In the projects I take part on, with teams from 20 - 100 developers, you
cannot know everything regardless of the language.

------
nicholassmith
You know when you get in a really fancy sports car and sit down and look at
the console and go "What the fuck?" as your brain tries to parse the myriad of
options relating to _everything_ that are usually highly non-intuitive and
often buried under many layers of cruft and you need to sit and read the
manual that's as thick as a phone book? That's kind of what C++ is getting
towards.

There's a simple solution, don't touch all the fancy and extreme language
features, use the core, keep your sanity. I code in C++ professionally using
Qt, the last time I wrote any code using anything overly fancy was probably
when I was in University. It's often not needed, it's guaranteed to make your
code base a nightmare, and it's usually horrid to read back over. If you're
sensible and put some constraints on what you're doing C++ is a great language
choice, but often people stray into using all these areas of C++ that
basically make the code an unmaintainable mess.
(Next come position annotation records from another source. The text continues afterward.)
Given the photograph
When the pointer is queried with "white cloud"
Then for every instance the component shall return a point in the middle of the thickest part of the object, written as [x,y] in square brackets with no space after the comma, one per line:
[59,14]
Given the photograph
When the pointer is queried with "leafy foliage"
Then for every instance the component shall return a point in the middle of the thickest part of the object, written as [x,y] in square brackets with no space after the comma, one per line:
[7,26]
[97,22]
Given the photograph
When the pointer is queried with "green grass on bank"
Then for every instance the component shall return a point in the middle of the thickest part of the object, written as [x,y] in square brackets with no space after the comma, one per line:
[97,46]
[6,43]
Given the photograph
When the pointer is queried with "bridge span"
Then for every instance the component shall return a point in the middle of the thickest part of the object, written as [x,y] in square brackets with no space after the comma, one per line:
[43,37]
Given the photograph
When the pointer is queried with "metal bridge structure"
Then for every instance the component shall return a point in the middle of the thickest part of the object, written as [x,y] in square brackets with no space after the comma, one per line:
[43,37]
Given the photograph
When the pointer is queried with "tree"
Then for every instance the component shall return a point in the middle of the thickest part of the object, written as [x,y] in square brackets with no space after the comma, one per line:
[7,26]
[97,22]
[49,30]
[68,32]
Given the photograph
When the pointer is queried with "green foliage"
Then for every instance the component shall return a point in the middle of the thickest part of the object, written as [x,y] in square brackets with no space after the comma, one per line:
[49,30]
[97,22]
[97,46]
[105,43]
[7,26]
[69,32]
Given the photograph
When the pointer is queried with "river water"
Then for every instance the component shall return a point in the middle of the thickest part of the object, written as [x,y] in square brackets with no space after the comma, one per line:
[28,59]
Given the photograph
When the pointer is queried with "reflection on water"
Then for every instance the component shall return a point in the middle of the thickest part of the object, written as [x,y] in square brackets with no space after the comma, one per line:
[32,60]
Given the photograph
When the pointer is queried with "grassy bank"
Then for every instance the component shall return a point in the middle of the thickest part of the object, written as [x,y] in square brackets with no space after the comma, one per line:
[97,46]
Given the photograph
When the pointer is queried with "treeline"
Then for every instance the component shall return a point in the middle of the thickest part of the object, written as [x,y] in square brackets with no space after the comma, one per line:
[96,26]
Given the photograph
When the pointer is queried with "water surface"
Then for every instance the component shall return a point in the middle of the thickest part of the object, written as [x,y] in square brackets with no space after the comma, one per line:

(note, defining core as the things guaranteed to work on 95%+ of current
compilers, if it's non-standard I would really, really thing twice about using
it)

------
kombine
It'll take years before it becomes part of the spec and all other
implementations will catch up. D had it for ages.

------
rbanffy
I'm curious: how popular is it to use syntax that's not available in other
compilers and how often do programmers regret the decision?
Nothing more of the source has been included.